『カイジ』シリーズが見せた日本映画としての可能性 藤原竜也のテンション高い演技の凄まじさ

『カイジ』シリーズ、日本映画としての可能性

 さて、最終作となった本作『カイジ ファイナルゲーム』の内容はどうだったのだろうか。前2作は原作に準拠しながら、映画作品として部分的に改変したり、オリジナルの展開を差し挟んでいたが、今回は完全にオリジナルだ。しかも、原作者である福本伸行が脚本家として第1席に名が記されている。新しい物語を打ち出すのであれば、原作者の力を借りるのが、最も説得力のあるものになるという考えなのであろう。

 今回登場するギャンブルも、全てオリジナルだ。ギャンブルのテーマパーク帝愛ランドで行われる「バベルの塔」「最後の審判」「ドリームジャンプ」「ゴールドジャンケン」……これらの内容は、福本のアイディアだと聞けば、なるほどと思えるような、福本作品『銀と金』や『賭博覇王伝 零』の要素を彷彿とさせるものとなっている。
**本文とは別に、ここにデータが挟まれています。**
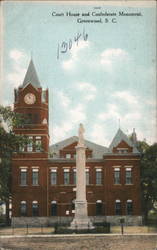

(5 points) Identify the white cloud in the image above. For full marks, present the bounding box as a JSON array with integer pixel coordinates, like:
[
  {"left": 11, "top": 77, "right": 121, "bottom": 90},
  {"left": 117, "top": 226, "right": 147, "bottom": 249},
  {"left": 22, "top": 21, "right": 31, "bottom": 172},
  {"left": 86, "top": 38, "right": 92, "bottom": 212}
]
[
  {"left": 62, "top": 40, "right": 89, "bottom": 70},
  {"left": 100, "top": 48, "right": 129, "bottom": 71},
  {"left": 52, "top": 104, "right": 86, "bottom": 143},
  {"left": 6, "top": 49, "right": 28, "bottom": 87},
  {"left": 9, "top": 49, "right": 25, "bottom": 63},
  {"left": 98, "top": 103, "right": 121, "bottom": 121},
  {"left": 56, "top": 91, "right": 71, "bottom": 107},
  {"left": 76, "top": 82, "right": 97, "bottom": 101},
  {"left": 78, "top": 82, "right": 96, "bottom": 92},
  {"left": 91, "top": 123, "right": 109, "bottom": 145},
  {"left": 112, "top": 91, "right": 138, "bottom": 104}
]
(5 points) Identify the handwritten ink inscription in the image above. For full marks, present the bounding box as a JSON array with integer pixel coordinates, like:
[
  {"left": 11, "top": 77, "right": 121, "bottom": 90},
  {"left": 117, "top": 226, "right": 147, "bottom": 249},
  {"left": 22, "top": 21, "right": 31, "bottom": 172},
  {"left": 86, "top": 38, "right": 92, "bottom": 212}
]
[{"left": 57, "top": 29, "right": 88, "bottom": 59}]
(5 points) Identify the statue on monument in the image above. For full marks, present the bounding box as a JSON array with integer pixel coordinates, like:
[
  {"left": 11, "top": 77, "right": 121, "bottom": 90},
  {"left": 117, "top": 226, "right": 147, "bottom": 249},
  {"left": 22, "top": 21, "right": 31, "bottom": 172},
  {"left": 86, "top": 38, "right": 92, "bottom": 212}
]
[{"left": 78, "top": 123, "right": 85, "bottom": 145}]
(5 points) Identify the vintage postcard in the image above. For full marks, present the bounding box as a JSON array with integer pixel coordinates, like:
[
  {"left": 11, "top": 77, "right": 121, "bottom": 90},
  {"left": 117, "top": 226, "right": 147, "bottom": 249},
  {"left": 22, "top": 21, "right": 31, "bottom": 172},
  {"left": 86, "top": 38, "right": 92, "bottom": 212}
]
[{"left": 0, "top": 1, "right": 156, "bottom": 146}]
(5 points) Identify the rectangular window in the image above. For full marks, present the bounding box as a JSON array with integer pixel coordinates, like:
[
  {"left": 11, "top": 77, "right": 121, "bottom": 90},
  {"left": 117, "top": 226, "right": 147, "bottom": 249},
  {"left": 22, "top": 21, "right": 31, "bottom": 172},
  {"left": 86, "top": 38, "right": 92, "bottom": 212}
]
[
  {"left": 35, "top": 137, "right": 41, "bottom": 152},
  {"left": 32, "top": 201, "right": 39, "bottom": 216},
  {"left": 115, "top": 200, "right": 121, "bottom": 215},
  {"left": 126, "top": 200, "right": 133, "bottom": 215},
  {"left": 32, "top": 168, "right": 39, "bottom": 186},
  {"left": 96, "top": 169, "right": 102, "bottom": 185},
  {"left": 20, "top": 169, "right": 27, "bottom": 186},
  {"left": 64, "top": 169, "right": 70, "bottom": 185},
  {"left": 114, "top": 168, "right": 120, "bottom": 184},
  {"left": 20, "top": 201, "right": 27, "bottom": 216},
  {"left": 73, "top": 168, "right": 76, "bottom": 185},
  {"left": 86, "top": 168, "right": 89, "bottom": 185},
  {"left": 125, "top": 168, "right": 132, "bottom": 184},
  {"left": 19, "top": 146, "right": 25, "bottom": 152},
  {"left": 51, "top": 169, "right": 57, "bottom": 185},
  {"left": 65, "top": 154, "right": 71, "bottom": 159}
]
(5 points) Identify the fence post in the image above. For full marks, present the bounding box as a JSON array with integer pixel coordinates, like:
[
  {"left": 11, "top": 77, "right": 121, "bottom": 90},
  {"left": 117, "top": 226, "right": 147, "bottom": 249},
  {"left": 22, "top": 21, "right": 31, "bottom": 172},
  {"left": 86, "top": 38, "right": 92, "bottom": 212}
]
[{"left": 41, "top": 224, "right": 43, "bottom": 234}]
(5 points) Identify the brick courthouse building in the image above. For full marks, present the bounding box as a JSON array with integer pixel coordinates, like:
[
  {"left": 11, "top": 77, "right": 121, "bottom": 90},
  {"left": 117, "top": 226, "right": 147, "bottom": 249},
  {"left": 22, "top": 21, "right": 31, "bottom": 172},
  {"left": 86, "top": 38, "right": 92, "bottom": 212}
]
[{"left": 12, "top": 60, "right": 141, "bottom": 224}]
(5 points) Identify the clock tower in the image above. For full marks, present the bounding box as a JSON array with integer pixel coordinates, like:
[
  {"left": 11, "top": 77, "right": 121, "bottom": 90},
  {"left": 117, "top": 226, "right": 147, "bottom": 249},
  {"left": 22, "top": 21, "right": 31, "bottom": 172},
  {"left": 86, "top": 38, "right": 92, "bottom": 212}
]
[
  {"left": 14, "top": 59, "right": 49, "bottom": 157},
  {"left": 12, "top": 59, "right": 49, "bottom": 218}
]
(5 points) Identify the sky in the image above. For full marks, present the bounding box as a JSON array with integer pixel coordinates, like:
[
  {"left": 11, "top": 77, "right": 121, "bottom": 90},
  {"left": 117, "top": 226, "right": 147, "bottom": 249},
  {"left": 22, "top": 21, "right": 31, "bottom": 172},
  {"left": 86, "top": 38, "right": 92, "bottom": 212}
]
[{"left": 0, "top": 1, "right": 157, "bottom": 146}]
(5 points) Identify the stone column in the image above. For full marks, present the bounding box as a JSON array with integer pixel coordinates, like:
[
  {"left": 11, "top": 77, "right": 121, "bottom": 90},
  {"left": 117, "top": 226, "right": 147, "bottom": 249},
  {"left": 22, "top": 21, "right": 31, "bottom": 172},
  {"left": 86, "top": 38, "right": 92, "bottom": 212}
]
[{"left": 71, "top": 124, "right": 93, "bottom": 229}]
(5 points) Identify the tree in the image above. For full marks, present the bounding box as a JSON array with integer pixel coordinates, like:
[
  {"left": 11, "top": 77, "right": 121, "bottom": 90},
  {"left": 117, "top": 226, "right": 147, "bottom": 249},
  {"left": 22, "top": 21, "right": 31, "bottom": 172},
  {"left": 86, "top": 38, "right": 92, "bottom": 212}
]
[
  {"left": 0, "top": 106, "right": 29, "bottom": 225},
  {"left": 141, "top": 143, "right": 157, "bottom": 223}
]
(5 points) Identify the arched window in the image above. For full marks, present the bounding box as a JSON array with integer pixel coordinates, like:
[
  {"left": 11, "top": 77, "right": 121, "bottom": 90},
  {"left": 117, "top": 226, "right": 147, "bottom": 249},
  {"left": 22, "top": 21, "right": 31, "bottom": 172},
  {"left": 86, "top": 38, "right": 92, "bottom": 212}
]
[
  {"left": 20, "top": 201, "right": 27, "bottom": 216},
  {"left": 51, "top": 201, "right": 57, "bottom": 216},
  {"left": 115, "top": 200, "right": 121, "bottom": 215},
  {"left": 126, "top": 200, "right": 133, "bottom": 215},
  {"left": 32, "top": 201, "right": 39, "bottom": 216},
  {"left": 96, "top": 200, "right": 102, "bottom": 215}
]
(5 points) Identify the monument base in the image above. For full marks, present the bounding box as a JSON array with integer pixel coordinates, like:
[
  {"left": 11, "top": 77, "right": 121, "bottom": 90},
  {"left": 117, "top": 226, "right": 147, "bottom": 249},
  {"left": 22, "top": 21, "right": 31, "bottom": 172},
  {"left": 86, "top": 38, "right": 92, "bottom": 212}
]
[{"left": 70, "top": 201, "right": 94, "bottom": 230}]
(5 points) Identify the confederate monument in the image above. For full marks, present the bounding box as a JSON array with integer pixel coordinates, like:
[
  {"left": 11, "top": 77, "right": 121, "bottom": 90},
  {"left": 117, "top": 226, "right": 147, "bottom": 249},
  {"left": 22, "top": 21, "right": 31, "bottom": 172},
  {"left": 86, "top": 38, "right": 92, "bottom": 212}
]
[{"left": 71, "top": 124, "right": 93, "bottom": 229}]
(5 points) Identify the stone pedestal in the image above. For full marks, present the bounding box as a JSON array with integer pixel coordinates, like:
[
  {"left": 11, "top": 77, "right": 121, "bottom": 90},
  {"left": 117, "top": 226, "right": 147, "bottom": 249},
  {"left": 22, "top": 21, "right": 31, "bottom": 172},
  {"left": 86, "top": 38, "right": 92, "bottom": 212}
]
[{"left": 70, "top": 140, "right": 94, "bottom": 229}]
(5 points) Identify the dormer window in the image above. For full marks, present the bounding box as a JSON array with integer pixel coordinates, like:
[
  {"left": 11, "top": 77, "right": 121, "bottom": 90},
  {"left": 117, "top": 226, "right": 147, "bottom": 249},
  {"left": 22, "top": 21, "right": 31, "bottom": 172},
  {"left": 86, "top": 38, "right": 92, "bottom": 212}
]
[
  {"left": 65, "top": 154, "right": 71, "bottom": 159},
  {"left": 117, "top": 148, "right": 128, "bottom": 154}
]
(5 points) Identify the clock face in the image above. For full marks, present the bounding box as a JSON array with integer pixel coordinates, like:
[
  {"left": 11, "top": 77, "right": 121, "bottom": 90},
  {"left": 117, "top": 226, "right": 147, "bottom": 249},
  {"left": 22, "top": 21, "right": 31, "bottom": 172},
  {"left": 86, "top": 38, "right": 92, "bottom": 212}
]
[{"left": 24, "top": 93, "right": 36, "bottom": 104}]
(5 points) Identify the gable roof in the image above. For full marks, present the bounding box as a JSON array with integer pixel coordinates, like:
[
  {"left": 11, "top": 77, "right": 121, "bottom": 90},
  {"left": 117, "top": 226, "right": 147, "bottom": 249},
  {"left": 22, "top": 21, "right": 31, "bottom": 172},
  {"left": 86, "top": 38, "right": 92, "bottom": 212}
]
[
  {"left": 22, "top": 59, "right": 41, "bottom": 88},
  {"left": 49, "top": 136, "right": 108, "bottom": 159},
  {"left": 109, "top": 128, "right": 139, "bottom": 153}
]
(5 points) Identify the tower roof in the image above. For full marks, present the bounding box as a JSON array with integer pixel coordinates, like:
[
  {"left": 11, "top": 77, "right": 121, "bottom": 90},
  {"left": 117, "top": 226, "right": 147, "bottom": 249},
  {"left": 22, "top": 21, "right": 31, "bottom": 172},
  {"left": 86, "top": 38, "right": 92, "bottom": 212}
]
[
  {"left": 22, "top": 59, "right": 41, "bottom": 88},
  {"left": 109, "top": 128, "right": 138, "bottom": 153}
]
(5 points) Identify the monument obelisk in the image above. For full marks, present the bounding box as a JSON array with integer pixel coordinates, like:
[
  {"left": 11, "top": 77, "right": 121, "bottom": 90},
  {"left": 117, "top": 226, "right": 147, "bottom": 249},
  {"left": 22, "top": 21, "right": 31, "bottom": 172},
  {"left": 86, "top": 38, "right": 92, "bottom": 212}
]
[{"left": 71, "top": 124, "right": 93, "bottom": 229}]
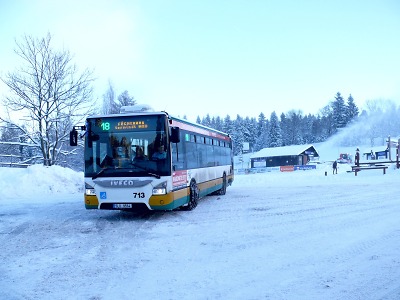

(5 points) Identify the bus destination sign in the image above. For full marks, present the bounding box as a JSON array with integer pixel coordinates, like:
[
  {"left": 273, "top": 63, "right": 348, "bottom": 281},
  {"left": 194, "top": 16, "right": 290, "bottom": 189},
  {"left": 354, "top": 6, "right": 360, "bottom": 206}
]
[{"left": 92, "top": 116, "right": 164, "bottom": 132}]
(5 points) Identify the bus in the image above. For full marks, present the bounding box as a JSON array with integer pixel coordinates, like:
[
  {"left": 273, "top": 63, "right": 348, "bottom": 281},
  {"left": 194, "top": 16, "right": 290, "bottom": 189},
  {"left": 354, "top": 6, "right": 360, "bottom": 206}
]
[{"left": 70, "top": 108, "right": 234, "bottom": 211}]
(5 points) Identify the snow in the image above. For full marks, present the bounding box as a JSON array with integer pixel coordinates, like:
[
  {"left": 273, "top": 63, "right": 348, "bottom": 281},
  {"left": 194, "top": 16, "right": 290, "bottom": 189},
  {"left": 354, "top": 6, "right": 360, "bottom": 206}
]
[{"left": 0, "top": 156, "right": 400, "bottom": 299}]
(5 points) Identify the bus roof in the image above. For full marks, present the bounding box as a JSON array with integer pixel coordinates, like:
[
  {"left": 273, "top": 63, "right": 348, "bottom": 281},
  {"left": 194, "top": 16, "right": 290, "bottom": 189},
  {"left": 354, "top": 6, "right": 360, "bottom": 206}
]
[{"left": 87, "top": 111, "right": 230, "bottom": 140}]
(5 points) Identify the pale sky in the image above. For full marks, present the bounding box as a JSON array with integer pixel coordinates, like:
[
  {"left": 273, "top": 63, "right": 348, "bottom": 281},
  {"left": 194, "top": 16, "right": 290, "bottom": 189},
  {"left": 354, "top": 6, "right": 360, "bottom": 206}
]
[{"left": 0, "top": 0, "right": 400, "bottom": 121}]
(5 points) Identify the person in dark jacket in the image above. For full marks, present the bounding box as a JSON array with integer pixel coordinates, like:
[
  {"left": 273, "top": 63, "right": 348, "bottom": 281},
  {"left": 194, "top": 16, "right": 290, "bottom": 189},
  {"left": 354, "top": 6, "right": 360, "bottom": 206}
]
[{"left": 332, "top": 160, "right": 337, "bottom": 174}]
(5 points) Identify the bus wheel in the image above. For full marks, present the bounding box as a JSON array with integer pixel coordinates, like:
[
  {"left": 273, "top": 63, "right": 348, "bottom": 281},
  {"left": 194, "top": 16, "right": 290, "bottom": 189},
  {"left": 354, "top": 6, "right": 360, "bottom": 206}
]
[
  {"left": 184, "top": 180, "right": 199, "bottom": 210},
  {"left": 217, "top": 173, "right": 226, "bottom": 195}
]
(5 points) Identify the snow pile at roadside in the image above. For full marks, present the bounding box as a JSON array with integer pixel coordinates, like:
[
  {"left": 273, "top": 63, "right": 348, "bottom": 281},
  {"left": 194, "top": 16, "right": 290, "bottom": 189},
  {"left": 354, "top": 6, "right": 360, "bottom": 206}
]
[{"left": 0, "top": 165, "right": 83, "bottom": 198}]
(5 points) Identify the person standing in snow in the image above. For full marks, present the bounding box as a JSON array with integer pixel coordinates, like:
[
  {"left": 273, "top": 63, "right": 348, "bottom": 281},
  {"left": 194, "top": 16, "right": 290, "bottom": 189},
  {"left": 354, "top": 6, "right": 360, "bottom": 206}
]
[
  {"left": 332, "top": 160, "right": 337, "bottom": 174},
  {"left": 355, "top": 148, "right": 360, "bottom": 167}
]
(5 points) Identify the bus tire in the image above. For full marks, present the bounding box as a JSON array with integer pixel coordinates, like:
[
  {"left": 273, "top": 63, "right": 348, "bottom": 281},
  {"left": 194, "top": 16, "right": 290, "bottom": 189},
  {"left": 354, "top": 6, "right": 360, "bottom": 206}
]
[
  {"left": 184, "top": 180, "right": 199, "bottom": 210},
  {"left": 217, "top": 173, "right": 227, "bottom": 195}
]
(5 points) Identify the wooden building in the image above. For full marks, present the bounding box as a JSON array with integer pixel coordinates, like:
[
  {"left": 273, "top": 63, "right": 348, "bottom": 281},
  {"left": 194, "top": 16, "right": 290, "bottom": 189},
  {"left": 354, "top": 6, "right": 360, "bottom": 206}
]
[{"left": 250, "top": 145, "right": 319, "bottom": 168}]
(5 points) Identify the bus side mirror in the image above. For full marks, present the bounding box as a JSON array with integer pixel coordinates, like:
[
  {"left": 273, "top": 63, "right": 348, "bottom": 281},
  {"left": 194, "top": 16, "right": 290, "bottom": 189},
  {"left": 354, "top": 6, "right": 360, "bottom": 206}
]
[
  {"left": 170, "top": 127, "right": 181, "bottom": 144},
  {"left": 69, "top": 128, "right": 78, "bottom": 147}
]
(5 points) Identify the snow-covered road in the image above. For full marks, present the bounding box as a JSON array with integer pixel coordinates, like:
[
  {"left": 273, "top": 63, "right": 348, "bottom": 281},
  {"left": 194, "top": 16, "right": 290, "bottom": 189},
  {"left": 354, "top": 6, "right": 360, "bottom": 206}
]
[{"left": 0, "top": 170, "right": 400, "bottom": 299}]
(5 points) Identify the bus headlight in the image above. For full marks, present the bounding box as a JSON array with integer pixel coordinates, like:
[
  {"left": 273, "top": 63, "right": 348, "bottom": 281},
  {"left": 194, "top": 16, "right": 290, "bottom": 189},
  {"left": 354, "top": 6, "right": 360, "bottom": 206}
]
[
  {"left": 85, "top": 183, "right": 96, "bottom": 196},
  {"left": 153, "top": 181, "right": 167, "bottom": 195}
]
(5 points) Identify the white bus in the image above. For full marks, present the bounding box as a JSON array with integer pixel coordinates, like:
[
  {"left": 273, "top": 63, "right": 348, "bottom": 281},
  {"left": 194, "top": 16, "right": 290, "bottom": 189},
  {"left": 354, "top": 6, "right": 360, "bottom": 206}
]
[{"left": 70, "top": 112, "right": 234, "bottom": 211}]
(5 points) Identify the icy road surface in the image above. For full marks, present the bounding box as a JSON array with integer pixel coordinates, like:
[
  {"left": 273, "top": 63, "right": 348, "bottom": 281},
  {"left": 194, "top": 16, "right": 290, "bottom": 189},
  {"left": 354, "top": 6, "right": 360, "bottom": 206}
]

 とはいえ、すでに漫画で完結していた、前2作に登場したギャンブルと比べると、完成度が低いと感じられるのも確かだ。なかでもメインとなる「最後の審判」は、富豪が支援者によって金を積み上げていくことで人間の器量勝負をするという試みは、非常に“福本的”である。だが、無頼の物語を描いてきた『カイジ』シリーズとしては、主体が伊武雅刀演じる富豪の側にあるため、ひりつくような興奮がなく、ギャンブルの内容そのものも、関係者による金の積み合いが中心となることで、カイジの存在感が希薄だと感じられてしまう。さらに、この勝負に勝つため、カイジは命を賭ける悪魔的なギャンブル「ドリームジャンプ」に挑戦することになるが、命までは賭けないスポンサーの勝利のために、カイジが命を賭けるほどの理由が見つけられないため、不可解な展開だと感じられてしまうのだ。

 福本作品のアイディアの基本は、メインの逆転展開を支えるための逆算した仕掛けを作っていくところにあるだろう。本作では、そこに向けて序盤に登場した無職の若者たちや派遣切りに遭った時計職人たちが勝利への鍵となるが、今回は描写があまりにもあからさまなので、整えられていく段取りが手に取るように分かってしまうのも厳しい。このあたり、福本の才能をもってしても、映画作品としての脚本づくりには経験が不足していたように思われる。これもまた、映画の奥深さだといえよう。

 とはいえ、これらのギャンブルには、いままで以上にメッセージ性がくわえられているというのも確かなことだ。今回の敵である黒崎は、多大なマージンによって、雇用ビジネスで労働者を不当に搾取する“派遣王”としての属性がくわえられた。

 本作は、東京オリンピック後に経済が著しく後退し、富裕層と貧困層の差が、いままで以上に広がってしまった日本が舞台になっている。とはいえ、これは現在の日本の社会状況とさして変わりがなく、まさにいまの戯画として本作の物語が設定されていることが分かる。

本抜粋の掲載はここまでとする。